Personally, I’ve been a bit less impressed.  Black Bush is nice stuff, but I taste the grain and sometime in the late 1990s, I sealed up my bottle of Black Bush and put it away rested, forgotten until just last year.  When I started drinking it again I wasn’t blown away.  http://www.cooperedtot.com/2012/03/black-bush-is-step-up-but-still-falls.html. In my formal review I gave it two stars.</a>  When the word went around that there was going to be a flash mob blog of Black Bush I knew I was going to have to grab some of the new release.  I  had heard the flavor profile had changed.   And based on Pacult’s and Buxton’s glowing reviews and the fact that ownership had changed in 2005 I assumed that the changes were for the better.  So, when I came across a fresh bottle of the new Black Bush I, rather selfishly, kept the new one and gave the old one away (reserving a sample for a head to head review - of course).   I’ll start with the new fresh version:

(image courtesty of G-LO http://boozedancing.wordpress.com - Black Bush’s current bottle - 750ml.

Black Bush 2013 40%


Color: full gold

Nose:  A pleasant nose with light and gentle scents of ripe cantaloup, cake batter, vanilla, and powdered Turkish delight.  There are some younger grain notes too, with deeper nosing, sweet straw, threshed fresh oats, ladies powder puff notes and a slight whiff of medicinal alcohol.  This is way up from the White Label stuff.

The entry is sweet with malt and vinous sugars.  Fulsome malt guides the mid-palate expansion, but the sweet bright clean sweetness of Irish whiskey owns the whole fore palate: sweet and gently minty and admixed with a clear influence of sherried wood. The mid-palate peak is gentle and quite tasty with juicy fruit, gentle distant grapey port wine, and the minty clean giving way to a gentle tired oaky squeak.  The oak on the turn is oh so gentle.  The finish is short, but pleasantly gentle: lightly oaked and slightly malty sweet.  Throughout the tasting the flavors of malt dominate the grain flavors which show up as a slight medicinal burn and a lightness in density.  This is the best Black Bush yet.  Or is it?  

***

Black Bush’s late 1990s bottle label (1.125 liters)

Black Bush late 1990s 40%

Color: full gold (identical)

Nose: dry hay, powdered malt,  some slight sulfur notes of flint that add some cumin complexity. Pear fruits and distant vanilla peak shyly out from beneath the dry spice.  The whole nose is drier and less inviting than the new Black Bush's, but more complex and interesting too.

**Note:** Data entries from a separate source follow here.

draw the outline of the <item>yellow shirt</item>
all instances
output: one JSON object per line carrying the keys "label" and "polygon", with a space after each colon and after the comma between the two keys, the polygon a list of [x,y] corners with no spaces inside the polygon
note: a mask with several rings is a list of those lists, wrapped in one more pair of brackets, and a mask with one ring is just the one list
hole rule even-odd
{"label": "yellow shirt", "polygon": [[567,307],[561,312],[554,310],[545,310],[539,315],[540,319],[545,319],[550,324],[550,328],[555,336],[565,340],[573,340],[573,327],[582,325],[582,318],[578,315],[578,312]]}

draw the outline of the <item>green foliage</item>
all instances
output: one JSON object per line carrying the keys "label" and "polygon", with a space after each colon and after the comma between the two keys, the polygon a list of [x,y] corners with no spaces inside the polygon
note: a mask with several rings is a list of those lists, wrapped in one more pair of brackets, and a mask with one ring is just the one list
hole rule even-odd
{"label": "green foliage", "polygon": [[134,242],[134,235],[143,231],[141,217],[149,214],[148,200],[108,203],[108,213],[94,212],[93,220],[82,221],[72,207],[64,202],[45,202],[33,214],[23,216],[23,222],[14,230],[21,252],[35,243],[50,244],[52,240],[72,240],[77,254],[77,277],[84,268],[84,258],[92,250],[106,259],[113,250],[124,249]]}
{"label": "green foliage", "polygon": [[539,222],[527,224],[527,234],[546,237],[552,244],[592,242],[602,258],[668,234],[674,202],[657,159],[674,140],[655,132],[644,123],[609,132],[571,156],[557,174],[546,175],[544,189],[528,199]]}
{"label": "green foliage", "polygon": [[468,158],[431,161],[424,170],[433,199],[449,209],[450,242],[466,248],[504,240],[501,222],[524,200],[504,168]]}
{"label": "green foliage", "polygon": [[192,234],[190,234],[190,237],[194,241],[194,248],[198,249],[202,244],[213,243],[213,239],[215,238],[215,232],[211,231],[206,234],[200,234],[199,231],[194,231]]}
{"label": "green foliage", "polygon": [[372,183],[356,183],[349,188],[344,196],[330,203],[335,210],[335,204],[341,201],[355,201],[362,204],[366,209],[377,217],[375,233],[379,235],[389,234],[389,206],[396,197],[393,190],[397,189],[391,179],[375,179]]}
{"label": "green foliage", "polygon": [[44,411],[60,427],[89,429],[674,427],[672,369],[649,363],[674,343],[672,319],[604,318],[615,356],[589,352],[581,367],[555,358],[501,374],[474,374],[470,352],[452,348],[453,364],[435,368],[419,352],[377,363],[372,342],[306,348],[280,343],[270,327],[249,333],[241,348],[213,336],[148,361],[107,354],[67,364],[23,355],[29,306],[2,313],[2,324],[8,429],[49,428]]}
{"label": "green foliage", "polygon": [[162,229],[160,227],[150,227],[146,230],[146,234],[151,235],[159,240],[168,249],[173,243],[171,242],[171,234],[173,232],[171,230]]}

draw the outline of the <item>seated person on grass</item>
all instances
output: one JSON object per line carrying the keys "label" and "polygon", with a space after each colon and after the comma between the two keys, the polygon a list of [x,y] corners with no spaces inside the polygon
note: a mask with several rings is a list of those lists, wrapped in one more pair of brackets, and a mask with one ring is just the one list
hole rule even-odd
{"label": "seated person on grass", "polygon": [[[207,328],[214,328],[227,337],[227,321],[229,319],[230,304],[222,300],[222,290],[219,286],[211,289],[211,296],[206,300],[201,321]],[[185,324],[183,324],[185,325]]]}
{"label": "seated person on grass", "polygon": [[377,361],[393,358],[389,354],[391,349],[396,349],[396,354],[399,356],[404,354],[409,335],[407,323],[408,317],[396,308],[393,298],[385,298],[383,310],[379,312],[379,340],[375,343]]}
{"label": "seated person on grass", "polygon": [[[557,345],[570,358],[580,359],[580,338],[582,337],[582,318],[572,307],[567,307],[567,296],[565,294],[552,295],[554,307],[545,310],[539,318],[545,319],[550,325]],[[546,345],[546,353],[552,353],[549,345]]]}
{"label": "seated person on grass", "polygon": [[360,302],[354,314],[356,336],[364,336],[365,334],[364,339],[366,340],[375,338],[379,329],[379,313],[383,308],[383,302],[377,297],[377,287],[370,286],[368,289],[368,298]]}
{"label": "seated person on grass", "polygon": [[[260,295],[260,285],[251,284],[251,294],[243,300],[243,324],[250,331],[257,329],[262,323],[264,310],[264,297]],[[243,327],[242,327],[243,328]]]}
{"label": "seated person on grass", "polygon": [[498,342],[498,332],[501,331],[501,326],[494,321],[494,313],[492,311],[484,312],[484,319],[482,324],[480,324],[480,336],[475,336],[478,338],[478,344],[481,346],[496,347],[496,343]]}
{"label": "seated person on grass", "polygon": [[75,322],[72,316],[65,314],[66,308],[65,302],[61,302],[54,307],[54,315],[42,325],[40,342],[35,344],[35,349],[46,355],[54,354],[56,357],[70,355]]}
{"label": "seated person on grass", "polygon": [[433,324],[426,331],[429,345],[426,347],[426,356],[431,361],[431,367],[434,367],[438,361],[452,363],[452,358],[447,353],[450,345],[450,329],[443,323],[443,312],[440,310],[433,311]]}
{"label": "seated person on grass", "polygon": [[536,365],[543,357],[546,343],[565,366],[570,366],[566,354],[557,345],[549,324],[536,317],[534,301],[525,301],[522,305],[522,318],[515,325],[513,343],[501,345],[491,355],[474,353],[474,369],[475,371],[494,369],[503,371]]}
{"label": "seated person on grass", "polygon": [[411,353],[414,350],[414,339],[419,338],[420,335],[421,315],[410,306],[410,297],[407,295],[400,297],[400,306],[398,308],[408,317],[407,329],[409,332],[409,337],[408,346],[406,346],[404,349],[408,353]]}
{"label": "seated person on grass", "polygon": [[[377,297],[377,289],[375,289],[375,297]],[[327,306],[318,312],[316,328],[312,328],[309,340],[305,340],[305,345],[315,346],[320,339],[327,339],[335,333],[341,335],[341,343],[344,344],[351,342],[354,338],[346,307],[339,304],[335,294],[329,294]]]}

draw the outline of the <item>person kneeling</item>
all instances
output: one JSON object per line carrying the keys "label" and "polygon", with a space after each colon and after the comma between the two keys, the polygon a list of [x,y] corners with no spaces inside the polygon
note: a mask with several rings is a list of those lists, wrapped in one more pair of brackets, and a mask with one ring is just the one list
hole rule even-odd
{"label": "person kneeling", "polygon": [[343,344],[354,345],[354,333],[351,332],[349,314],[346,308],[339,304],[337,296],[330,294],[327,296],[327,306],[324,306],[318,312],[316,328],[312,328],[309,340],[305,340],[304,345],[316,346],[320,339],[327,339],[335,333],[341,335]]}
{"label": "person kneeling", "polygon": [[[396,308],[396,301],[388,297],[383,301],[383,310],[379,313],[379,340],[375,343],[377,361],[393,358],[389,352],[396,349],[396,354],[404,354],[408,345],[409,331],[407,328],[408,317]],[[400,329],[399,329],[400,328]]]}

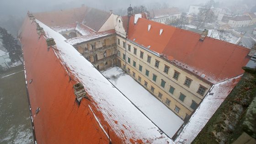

The entry is less effusively sweet and less vinous than the current version, but has an august quality in the admittedly distant sherry that somehow makes up for it.  The mid-palate expansion parallels the new Black Bush with the minty sweet freshness of Irish Whisky playing sprightly with the richer sherry and light grainy burn (but owning the grain).  But here the sherried notes are drier, more august with hints of rancio and age.  The turn to the finish is a bit more tart, with old sherry acids and a whiff more musty wood.  The finish is short - but longer than the new stuff's: more sherried and oaky too.

In an extended re-tasting I find that I like this better than I did before.  It’s solid 3 stars territory.   Maybe it’s the direct head to head format, or maybe it’s my more educated palate now - but I get all those lovely sherry notes.

***

So, Diageo has upped Black Bush's game.  Black Bush is fruitier and more richly sweet now.  But something has also been lost.  The old sherry flavors were more sophisticated and authentic, if a tad more reticent - particularly in the nose.  I'm tempted to speculate that "real" sherry casks might be too expensive now - and that Black Bush is now made with sherry conditioned casks or that younger, sweeter, and less august grape wine is involved in the sherry - but perhaps more of it.  But I’m just guessing.   Anyway - both eras of Black Bush are recommended.  Fine sipping with a minty sherried Irish frame of mind.